Près de 50 millions d’Africains pourraient basculer dans l’extrême pauvreté en raison des conséquences économiques de l’épidémie de coronavirus, estime la Banque africaine de développement (BAD) dans un rapport publié mardi 7 juillet.
Alors que les prévisions tablaient qu’un tiers des Africains, soit 425 millions de personnes, vivent sous le seuil de pauvreté (avec moins de 1,90 dollar par jour en parité de pouvoir d’achat) en 2020, l’impact de la pandémie devrait largement aggraver la situation, estime la BAD dans ses “Perspectives économiques en Afrique”.
L’Afrique est -après l’Océanie- le continent le moins touché par la pandémie de Covid-19, avec près de 500.000 cas, dont près de 11.700 morts, selon un décompte de l’AFP au 7 juillet. Néanmoins le continent est touché de plein fouet par la crise économique mondiale entraînée par l’épidémie.
“Entre 28,2 et 49,2 millions d’Africains pourraient basculer dans l’extrême pauvreté” cette année et l’année prochaine, selon les scénarios “de base” ou “pessimiste” de la BAD, suivant la durée et l’ampleur de la récession économique.

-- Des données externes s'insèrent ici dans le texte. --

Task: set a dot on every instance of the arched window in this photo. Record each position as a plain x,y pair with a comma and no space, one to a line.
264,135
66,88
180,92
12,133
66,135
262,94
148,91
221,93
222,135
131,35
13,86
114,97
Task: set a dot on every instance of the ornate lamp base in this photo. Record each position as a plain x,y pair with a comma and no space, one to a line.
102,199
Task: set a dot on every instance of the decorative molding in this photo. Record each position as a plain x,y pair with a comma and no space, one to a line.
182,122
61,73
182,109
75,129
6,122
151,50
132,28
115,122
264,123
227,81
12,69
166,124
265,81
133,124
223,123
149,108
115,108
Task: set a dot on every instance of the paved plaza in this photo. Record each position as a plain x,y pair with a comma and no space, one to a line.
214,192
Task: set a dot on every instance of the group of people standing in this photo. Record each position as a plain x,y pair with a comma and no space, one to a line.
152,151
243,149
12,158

L’institution africaine de développement, basée à Abidjan, anticipe une importante récession économique pour le continent, avec une contraction du PIB de 1,7% à 3,4% cette année. Soit une perte de 5,6 à 7,3 points par rapport aux prévisions de croissance avant la crise du Covid-19, qui étaient largement positives.
Le Fonds monétaire international (FMI) avait évoqué fin juin une récession de 3,2% cette année pour l’Afrique subsaharienne, et une baisse des revenus des habitants à leurs niveaux de 2010.
Selon la BAD, entre 24,6 et 30 millions d’emplois seront perdus cette année.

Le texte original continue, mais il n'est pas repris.